CustomerKey AS CustomerID,
SUM(SalesAmount) AS SalesAmount
WHERE YEAR(OrderDate) > 2020
GROUP BY CustomerKey
HAVING SUM(SalesAmount) > 10000
ORDER BY SalesAmount DESC
Modifying the Data in a Database
While most analysts will only ever read data from a database, there do exist many other SQL statements that can be used to create or modify the data in a database. These actions include creating new tables, inserting data, modifying data, removing data, and changing the structure of the tables. Generally, analysts will require more skill and experience before they are given the appropriate permissions to modify a database.

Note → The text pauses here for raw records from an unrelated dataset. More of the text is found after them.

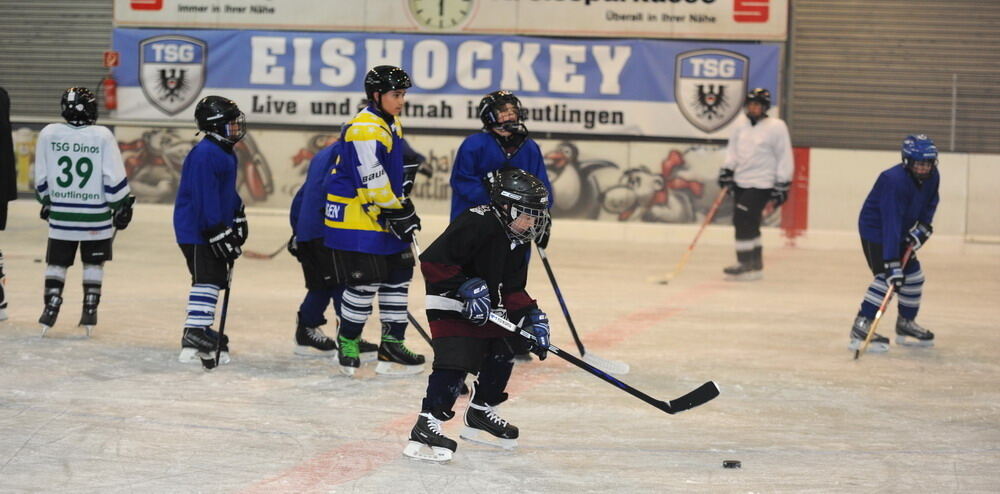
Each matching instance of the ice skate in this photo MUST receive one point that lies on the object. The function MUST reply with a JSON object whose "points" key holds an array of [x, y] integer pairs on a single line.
{"points": [[367, 350], [484, 426], [743, 272], [88, 318], [349, 357], [427, 442], [50, 313], [312, 342], [394, 359], [909, 333], [189, 352], [878, 344]]}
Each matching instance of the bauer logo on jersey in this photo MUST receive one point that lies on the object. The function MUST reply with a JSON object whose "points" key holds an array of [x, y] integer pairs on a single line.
{"points": [[709, 86], [172, 71]]}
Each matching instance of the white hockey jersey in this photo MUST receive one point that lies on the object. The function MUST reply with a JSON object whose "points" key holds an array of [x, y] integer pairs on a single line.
{"points": [[80, 174]]}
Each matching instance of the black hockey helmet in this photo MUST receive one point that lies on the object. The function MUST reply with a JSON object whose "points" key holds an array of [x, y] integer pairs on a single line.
{"points": [[220, 117], [385, 78], [515, 193], [759, 95], [495, 103], [79, 106]]}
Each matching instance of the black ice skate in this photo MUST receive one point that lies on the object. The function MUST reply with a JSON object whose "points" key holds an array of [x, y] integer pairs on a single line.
{"points": [[88, 318], [878, 344], [484, 426], [349, 357], [909, 333], [394, 359], [367, 350], [427, 442], [743, 272], [312, 342], [189, 350], [50, 313]]}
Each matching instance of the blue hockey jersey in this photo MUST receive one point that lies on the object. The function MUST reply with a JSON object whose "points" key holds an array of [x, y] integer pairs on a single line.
{"points": [[895, 203], [480, 154], [206, 196]]}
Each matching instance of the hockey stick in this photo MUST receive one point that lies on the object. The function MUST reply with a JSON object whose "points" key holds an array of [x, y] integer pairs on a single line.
{"points": [[687, 253], [612, 366], [250, 254], [701, 395], [881, 309]]}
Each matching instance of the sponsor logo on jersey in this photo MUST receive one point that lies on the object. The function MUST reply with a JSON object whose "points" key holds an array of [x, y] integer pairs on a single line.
{"points": [[709, 86], [335, 211], [172, 71]]}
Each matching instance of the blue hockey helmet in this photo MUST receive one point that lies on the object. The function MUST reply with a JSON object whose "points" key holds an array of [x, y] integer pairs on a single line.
{"points": [[918, 148]]}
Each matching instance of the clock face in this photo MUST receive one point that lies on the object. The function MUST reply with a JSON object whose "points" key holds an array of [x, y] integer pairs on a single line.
{"points": [[440, 14]]}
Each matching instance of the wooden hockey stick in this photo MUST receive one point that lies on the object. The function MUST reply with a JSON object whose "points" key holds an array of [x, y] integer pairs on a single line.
{"points": [[687, 254], [612, 366], [881, 309], [699, 396]]}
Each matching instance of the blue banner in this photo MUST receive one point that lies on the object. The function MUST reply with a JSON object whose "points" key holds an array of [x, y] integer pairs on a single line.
{"points": [[625, 87]]}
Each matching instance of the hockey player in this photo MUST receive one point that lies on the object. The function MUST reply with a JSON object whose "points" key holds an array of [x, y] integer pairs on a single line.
{"points": [[503, 141], [477, 266], [758, 168], [209, 223], [80, 181], [897, 214], [370, 225]]}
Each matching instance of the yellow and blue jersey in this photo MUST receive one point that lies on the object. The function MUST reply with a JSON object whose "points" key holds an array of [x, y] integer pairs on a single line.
{"points": [[367, 178]]}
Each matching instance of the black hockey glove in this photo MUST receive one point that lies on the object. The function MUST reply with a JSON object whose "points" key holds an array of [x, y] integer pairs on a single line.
{"points": [[542, 240], [918, 234], [403, 222], [224, 243], [123, 216], [476, 296], [726, 178], [537, 323], [240, 225], [893, 273], [779, 194], [293, 246]]}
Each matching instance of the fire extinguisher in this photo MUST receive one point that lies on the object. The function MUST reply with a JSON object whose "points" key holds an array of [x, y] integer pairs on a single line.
{"points": [[110, 89]]}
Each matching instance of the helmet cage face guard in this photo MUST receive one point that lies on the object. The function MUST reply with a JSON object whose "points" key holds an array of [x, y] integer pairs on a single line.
{"points": [[525, 217]]}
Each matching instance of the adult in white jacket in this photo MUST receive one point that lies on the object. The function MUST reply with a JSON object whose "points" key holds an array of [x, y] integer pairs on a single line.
{"points": [[758, 169]]}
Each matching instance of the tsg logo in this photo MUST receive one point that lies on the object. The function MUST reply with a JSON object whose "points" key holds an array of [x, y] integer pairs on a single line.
{"points": [[172, 71], [709, 86]]}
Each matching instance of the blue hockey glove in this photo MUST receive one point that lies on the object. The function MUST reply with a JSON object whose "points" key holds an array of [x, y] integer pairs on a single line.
{"points": [[779, 194], [240, 225], [918, 234], [726, 178], [893, 273], [537, 323], [476, 295]]}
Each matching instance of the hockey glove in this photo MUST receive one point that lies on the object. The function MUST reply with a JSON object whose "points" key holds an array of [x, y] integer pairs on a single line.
{"points": [[240, 225], [476, 296], [224, 243], [542, 240], [918, 234], [537, 323], [726, 178], [123, 216], [402, 222], [293, 246], [893, 273], [779, 194]]}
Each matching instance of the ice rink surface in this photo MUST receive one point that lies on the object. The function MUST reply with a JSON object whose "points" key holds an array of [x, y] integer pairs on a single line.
{"points": [[118, 413]]}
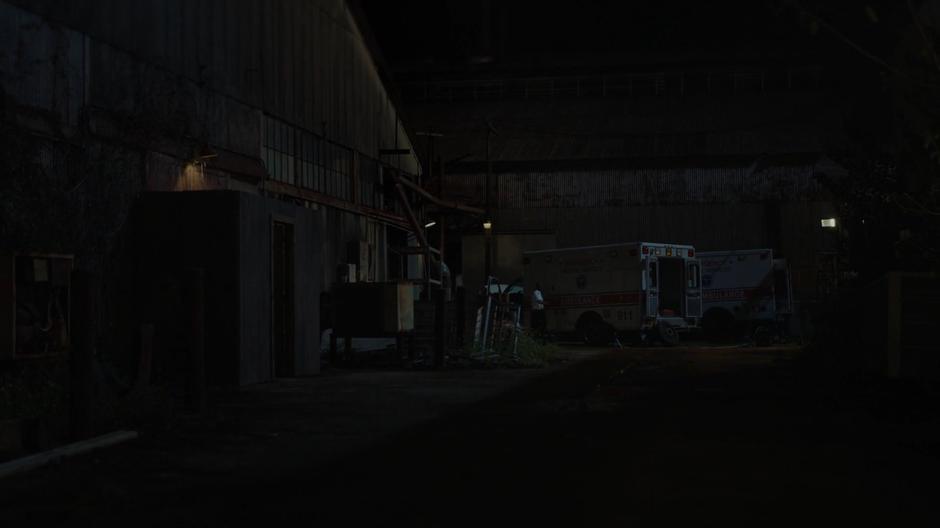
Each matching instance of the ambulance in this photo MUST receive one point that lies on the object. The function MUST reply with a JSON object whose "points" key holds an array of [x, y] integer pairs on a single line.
{"points": [[744, 292], [598, 292]]}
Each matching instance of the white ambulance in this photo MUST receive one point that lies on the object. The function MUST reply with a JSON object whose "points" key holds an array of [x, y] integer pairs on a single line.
{"points": [[597, 291], [744, 291]]}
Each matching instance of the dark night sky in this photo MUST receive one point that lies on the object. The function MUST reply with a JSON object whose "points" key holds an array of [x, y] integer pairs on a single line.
{"points": [[513, 31]]}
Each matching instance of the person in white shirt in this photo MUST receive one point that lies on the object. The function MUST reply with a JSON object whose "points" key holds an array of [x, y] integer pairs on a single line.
{"points": [[538, 310]]}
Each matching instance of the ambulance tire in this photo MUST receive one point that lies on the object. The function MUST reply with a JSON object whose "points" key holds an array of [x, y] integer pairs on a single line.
{"points": [[667, 334]]}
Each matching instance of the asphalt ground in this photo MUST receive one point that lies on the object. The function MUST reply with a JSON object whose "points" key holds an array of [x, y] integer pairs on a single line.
{"points": [[642, 437]]}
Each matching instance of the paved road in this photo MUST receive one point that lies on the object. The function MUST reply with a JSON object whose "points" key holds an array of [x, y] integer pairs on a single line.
{"points": [[632, 437]]}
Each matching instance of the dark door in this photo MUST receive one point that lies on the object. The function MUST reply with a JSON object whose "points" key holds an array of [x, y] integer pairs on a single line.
{"points": [[671, 286], [282, 302]]}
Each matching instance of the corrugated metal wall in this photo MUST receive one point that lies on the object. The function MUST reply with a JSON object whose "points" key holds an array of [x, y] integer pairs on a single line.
{"points": [[303, 61]]}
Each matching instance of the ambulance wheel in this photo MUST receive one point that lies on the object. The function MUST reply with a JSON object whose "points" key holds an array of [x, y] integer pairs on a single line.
{"points": [[667, 334]]}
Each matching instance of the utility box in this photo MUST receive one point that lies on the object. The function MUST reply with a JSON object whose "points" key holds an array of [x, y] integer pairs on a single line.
{"points": [[34, 305], [373, 309], [359, 254]]}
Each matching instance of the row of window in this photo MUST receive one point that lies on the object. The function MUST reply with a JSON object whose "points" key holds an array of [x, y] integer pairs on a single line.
{"points": [[297, 157], [660, 84]]}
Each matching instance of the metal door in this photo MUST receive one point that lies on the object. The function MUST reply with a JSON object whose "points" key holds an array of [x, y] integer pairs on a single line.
{"points": [[282, 299], [693, 289], [652, 287]]}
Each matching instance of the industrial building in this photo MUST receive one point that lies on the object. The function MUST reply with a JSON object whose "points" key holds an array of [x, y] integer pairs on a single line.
{"points": [[274, 120], [719, 152]]}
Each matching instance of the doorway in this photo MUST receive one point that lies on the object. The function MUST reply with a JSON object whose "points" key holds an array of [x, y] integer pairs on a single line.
{"points": [[282, 299]]}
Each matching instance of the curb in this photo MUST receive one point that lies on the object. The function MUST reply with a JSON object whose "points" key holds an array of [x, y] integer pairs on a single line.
{"points": [[28, 463]]}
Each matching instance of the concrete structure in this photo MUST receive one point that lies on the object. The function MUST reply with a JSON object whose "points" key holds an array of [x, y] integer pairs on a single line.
{"points": [[717, 152], [284, 100]]}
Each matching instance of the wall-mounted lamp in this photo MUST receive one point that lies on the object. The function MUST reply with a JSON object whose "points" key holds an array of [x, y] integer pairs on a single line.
{"points": [[205, 153]]}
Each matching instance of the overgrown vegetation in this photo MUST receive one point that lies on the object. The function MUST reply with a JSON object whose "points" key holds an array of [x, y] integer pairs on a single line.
{"points": [[36, 390]]}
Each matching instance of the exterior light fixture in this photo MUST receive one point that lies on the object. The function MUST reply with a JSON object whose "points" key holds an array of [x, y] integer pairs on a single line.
{"points": [[205, 153]]}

CREATE: The CREATE statement is used to create tables in a database. This statement can define the field names and field data types within a table. The create statement is also used to define the unique identities of the table using primary key constraints. It is also used to describe the relationships between tables by defining a foreign key.
ALTER: The ALTER statement is used to change the structure of a table in the database. This statement can be used to create a new column or to change the data type of an existing column.
INSERT: The INSERT statement is used to add records or rows to a table. The name of the table to insert records into is defined first. Then, the column names within the table are defined. Finally, the values of the records are defined to insert into these columns.
UPDATE: The UPDATE statement is used to modify records in a table. This changes the values of a specified subset of records held in the defined columns of the table. It is a good practice to filter rows using a WHERE clause when updating records. Otherwise, all records will be altered by the UPDATE statement.
DELETE:The DELETE statement is used to delete rows from a table based on criteria defined using a WHERE clause. The DELETE statement should be used carefully, as all deletion in a database is permanent. If a mistake is made using a DELETE statement, the database will need to be restored from a backup.
History of SQL
SQL was first introduced in a paper from 1970, “A Relational Model of Data for Large Shared Data Banks,” by Edgar F. Codd. Codd introduced relational algebra, which is used to define relationships between data tables. This is the theoretical foundation of SQL. The first implementation of SQL was developed by two researchers at IBM, Donald Chamberlin and Raymond Boyce.